Knockout bei Nokia

Doch mit des Kapitalismus’ Mächten ist kein ew’ger Bund zu flechten: Nokia gibt den Beschäftigten eins auf die Glocke und vernichtet auch in Düsseldorf Arbeitsplätze bzw. betreibt „Transformation“.

Finnland ist großartig: Die besten Schulen, Pole Position im Lebensqualitätsranking, helle Nächte (im Sommer) und ... Nokia. Ein Weltmarktführer im Handy-Verkauf. Seit rund 30 Jahren im Geschäft. Gewaltiger Profit. Aber nicht immer und überall. Selbst da, wo der Profit sprudelt, heißt es: Genug ist nicht genug. Am 25. April 2014 wurde die Handy-Abteilung an den Microsoft-Konzern verkauft, der dafür 5,44 Milliarden Euro zahlte. Zugleich wurden 32.000 Arbeitsplätze verschoben. 56.000 „Mitarbeiter“ überlebten bei der nach wie vor weltweit aufgestellten Mutter. Geblieben ist auch das Rennen um das ganz große Geld: Am 14. Januar dieses Jahres stieg Nokia bei Alcatel-Lucent ein. Der Preis: 16 Milliarden Euro. Der Finanzdienst Bloomberg informiert, dass weltweit 10.000 bis 15.000 Arbeitsplätze gefährdet sind.

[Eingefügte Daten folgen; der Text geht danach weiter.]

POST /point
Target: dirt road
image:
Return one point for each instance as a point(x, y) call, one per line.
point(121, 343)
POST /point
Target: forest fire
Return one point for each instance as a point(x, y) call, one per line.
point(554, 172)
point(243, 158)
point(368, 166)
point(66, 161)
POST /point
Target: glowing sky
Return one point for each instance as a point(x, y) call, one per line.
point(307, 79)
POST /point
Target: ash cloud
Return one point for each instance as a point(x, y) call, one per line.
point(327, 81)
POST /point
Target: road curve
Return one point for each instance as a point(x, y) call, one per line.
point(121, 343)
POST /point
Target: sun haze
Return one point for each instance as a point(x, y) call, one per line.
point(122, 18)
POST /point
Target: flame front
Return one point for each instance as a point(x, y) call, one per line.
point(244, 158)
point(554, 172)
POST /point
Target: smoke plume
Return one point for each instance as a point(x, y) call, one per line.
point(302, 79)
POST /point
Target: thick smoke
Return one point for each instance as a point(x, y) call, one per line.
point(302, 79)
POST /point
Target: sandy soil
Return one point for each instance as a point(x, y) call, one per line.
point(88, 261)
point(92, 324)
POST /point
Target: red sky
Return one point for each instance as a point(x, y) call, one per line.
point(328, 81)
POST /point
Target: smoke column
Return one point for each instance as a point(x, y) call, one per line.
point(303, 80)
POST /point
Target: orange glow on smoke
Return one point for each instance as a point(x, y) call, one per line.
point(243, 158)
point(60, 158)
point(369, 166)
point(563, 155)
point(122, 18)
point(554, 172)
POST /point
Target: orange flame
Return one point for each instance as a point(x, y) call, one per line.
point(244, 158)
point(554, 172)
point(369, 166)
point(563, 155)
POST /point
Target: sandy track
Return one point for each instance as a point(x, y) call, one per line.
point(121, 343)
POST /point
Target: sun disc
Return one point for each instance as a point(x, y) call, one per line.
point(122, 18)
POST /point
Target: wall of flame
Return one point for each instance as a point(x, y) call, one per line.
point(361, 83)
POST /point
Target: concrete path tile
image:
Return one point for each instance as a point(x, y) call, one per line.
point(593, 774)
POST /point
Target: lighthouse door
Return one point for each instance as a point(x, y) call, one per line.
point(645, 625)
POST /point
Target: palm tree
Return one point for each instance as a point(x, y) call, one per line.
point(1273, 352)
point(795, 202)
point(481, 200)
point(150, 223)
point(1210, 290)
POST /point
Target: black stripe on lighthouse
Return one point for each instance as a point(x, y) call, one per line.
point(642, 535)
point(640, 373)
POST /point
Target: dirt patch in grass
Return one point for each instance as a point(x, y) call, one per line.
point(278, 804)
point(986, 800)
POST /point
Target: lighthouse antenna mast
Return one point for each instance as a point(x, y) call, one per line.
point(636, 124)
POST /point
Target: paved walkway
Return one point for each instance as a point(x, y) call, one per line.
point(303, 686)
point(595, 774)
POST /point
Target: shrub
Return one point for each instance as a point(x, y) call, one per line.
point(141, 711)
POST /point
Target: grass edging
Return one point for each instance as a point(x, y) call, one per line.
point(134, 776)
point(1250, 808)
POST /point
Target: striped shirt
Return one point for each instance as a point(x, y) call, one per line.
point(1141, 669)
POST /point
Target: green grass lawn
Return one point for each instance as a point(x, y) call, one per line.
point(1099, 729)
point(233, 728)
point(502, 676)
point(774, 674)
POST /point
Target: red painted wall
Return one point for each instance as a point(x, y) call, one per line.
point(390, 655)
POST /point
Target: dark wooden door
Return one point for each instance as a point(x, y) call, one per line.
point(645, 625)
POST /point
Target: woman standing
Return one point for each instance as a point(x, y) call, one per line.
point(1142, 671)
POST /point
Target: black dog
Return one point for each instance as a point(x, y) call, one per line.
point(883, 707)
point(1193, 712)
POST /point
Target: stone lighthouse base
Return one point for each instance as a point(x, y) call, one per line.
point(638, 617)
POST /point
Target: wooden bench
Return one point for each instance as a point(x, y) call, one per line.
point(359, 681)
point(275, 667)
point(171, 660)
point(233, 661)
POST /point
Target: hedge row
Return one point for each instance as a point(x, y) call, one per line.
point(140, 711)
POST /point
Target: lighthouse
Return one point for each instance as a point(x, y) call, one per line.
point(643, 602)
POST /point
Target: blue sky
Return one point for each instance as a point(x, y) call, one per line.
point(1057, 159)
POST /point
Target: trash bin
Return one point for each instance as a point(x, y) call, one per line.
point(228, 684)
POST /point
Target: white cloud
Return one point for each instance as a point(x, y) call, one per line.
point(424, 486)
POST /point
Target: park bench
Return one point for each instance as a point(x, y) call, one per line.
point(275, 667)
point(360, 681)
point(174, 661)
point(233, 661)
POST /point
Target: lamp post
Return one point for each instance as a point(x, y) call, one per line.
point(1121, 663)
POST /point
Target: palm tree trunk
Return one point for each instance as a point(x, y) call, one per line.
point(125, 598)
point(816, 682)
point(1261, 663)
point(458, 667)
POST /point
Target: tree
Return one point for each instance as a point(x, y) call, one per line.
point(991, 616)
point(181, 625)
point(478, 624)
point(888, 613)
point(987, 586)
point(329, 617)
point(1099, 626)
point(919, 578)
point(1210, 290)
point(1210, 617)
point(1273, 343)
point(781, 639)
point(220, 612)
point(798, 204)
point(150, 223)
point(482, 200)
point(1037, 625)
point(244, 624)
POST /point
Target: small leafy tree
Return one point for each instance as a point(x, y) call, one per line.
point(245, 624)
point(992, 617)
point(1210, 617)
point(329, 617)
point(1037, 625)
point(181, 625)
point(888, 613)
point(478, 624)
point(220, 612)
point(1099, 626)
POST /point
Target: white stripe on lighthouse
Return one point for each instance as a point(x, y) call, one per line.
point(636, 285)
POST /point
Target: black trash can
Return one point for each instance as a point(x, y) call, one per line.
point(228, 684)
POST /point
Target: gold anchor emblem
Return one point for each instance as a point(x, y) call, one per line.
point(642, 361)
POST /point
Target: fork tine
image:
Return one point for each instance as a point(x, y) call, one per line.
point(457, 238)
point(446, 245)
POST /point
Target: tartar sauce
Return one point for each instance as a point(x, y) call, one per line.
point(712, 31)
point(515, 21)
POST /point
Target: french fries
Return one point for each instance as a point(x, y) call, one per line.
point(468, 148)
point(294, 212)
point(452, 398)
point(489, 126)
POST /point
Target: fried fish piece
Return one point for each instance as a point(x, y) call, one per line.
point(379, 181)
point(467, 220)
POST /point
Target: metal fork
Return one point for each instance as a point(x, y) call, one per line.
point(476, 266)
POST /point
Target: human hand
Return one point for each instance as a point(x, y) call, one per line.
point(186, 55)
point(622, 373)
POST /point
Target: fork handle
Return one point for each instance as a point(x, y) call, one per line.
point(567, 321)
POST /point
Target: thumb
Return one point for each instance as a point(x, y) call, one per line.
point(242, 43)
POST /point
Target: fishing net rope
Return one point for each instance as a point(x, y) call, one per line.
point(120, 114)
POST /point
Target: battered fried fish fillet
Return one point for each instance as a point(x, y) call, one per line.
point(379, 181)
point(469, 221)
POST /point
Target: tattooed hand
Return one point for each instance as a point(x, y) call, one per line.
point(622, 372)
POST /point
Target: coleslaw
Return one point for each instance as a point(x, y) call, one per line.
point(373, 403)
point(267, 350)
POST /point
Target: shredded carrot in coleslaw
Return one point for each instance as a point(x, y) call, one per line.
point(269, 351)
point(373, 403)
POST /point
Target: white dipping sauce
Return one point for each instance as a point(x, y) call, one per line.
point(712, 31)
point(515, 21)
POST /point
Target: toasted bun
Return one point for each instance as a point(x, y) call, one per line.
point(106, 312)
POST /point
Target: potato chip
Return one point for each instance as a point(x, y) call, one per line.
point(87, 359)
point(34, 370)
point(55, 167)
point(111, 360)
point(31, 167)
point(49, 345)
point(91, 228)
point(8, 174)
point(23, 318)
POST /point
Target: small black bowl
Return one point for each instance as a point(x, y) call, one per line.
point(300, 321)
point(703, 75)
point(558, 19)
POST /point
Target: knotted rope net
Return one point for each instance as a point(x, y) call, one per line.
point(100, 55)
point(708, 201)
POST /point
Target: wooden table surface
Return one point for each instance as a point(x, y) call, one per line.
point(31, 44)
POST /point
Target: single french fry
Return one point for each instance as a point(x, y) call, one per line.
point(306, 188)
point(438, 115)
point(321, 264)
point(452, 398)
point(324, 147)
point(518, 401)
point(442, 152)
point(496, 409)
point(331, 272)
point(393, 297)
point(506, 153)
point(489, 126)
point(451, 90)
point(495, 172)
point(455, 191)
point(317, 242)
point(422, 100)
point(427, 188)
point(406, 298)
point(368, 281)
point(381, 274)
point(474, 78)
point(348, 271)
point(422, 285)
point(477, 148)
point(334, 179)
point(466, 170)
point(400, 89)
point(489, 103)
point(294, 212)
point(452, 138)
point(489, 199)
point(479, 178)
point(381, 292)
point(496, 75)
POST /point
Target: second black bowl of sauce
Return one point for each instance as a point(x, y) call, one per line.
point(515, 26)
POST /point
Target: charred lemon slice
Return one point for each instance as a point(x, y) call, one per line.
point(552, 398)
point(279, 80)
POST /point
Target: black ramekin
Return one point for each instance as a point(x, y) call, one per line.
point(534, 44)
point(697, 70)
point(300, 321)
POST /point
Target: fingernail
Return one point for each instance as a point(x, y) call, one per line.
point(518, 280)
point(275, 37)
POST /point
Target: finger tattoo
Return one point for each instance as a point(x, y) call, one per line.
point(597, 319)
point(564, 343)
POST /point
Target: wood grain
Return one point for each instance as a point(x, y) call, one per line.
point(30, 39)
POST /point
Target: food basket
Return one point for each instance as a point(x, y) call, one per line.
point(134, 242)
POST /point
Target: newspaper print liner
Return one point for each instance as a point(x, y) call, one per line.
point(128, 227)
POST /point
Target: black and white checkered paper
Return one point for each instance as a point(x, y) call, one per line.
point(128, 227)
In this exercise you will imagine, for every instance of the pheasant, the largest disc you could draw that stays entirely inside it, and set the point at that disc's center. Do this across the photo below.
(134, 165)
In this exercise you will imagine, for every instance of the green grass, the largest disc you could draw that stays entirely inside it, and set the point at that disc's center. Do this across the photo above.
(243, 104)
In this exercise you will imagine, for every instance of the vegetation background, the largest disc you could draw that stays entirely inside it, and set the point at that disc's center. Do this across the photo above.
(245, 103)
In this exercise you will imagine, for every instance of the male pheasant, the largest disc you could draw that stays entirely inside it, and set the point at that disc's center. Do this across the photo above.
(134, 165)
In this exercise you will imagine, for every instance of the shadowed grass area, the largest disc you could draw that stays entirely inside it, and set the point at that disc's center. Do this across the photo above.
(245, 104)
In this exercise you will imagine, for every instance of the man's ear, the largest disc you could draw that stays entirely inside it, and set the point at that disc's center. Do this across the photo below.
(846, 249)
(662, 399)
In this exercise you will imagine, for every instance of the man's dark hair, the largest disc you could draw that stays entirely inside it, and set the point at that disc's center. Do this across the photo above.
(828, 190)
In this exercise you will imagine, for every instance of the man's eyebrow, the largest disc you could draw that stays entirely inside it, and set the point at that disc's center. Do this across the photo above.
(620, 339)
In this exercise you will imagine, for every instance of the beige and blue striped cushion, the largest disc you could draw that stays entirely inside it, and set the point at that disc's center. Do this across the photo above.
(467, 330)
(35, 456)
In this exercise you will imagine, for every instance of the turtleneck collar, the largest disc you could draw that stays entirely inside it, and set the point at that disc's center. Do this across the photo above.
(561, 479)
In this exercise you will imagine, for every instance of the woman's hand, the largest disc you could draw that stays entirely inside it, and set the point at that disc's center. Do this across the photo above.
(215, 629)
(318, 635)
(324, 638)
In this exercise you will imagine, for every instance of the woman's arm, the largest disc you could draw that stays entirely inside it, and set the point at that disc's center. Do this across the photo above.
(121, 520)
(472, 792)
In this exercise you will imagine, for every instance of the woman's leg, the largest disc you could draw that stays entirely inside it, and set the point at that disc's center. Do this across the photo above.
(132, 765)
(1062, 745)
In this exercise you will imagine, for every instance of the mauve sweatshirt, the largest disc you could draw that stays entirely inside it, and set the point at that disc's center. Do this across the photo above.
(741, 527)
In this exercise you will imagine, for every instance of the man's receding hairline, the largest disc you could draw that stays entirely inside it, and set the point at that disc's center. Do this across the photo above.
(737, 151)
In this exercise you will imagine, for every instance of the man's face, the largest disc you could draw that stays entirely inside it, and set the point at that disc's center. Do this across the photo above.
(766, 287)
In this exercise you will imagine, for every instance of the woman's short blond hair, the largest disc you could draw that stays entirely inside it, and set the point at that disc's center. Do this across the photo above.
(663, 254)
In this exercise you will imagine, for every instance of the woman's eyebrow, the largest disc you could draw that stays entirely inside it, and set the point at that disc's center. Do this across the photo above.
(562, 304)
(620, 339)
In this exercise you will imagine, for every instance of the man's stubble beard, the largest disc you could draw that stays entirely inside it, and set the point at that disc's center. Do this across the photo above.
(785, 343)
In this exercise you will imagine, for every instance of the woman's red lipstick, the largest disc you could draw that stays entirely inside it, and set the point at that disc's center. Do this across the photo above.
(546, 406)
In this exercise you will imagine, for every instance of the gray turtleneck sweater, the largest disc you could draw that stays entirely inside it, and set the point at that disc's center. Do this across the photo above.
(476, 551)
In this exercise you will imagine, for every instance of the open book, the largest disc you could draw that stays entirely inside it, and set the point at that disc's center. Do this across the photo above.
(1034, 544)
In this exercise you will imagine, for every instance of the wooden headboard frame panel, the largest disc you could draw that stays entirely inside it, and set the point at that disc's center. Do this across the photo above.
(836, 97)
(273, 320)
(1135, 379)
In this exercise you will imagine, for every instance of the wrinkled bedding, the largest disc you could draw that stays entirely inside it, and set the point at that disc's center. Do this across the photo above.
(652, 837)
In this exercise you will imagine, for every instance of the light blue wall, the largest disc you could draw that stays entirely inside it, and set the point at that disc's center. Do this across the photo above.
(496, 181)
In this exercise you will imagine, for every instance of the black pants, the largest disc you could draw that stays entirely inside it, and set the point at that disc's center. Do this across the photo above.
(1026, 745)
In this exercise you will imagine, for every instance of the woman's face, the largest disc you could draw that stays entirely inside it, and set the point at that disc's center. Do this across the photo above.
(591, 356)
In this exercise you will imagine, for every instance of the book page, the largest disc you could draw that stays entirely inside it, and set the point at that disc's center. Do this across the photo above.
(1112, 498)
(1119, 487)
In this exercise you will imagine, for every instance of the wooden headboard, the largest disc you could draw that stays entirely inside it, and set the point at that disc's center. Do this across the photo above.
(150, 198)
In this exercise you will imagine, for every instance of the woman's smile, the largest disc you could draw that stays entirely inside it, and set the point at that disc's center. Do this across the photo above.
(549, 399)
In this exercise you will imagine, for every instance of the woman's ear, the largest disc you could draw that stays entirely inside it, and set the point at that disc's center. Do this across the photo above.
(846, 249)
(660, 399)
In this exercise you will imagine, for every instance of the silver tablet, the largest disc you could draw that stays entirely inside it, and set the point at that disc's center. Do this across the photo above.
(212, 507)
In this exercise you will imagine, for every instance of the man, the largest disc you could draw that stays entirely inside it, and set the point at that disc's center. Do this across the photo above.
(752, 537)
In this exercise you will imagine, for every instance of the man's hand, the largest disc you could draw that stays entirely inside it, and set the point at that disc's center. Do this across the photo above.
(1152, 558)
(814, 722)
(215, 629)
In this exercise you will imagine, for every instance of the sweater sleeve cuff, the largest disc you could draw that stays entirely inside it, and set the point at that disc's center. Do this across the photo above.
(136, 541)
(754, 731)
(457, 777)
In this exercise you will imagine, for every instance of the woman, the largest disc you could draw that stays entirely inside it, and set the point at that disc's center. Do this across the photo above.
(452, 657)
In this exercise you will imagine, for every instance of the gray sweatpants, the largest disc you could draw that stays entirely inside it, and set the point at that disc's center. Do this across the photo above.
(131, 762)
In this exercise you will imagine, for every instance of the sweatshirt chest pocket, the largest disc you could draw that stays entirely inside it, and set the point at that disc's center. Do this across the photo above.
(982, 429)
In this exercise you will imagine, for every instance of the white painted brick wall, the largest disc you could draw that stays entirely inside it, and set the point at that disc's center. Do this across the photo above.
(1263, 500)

Der eine Marx könnte bei Nokia die innere Gesetzmäßigkeit des Kapitals studieren, wie es sich quasi mit aller Gewalt unendlich vermehren möchte. Der andere Marx, der Münchner Kardinal Reinhard, könnte bei Nokia vielleicht eher eine gravierende Todsünde am Werke sehen. Die zweite heißt „Avaritia“. Sie bedeutet Habgier und kann bös’ in die Hose gehen.

Ohne Kapital im engeren Sinne, aber mit Mythos: Der phrygische König Midas wünschte sich, um unendlich Reichtum anzuhäufen, dass alles zu Gold werde, was er berühren würde. „Wird gemacht, Chef!“, sagte Dionysos. Aber das war eine Scheiß-Idee, denn Gold kann man nicht essen. Midas badete schließlich im Fluss Paktolos, und er hatte das Gold wieder vom Hals. Und mit der Bibel: Der Evangelist Lukas schrieb im 12. Kapitel, Vers 15 laut Wikipedia: „Und er (Christus) sprach zu ihnen (den Jüngern): Sehet zu und hütet euch vor dem Geiz; denn niemand lebt davon, dass er viele Güter hat.“ Der Mann aus Antiochia kam nur bis Böotien in Griechenland. Bis Espoo, dem Konzernsitz von Nokia in Finnland, hat er es nicht geschafft. Bis heute jedenfalls.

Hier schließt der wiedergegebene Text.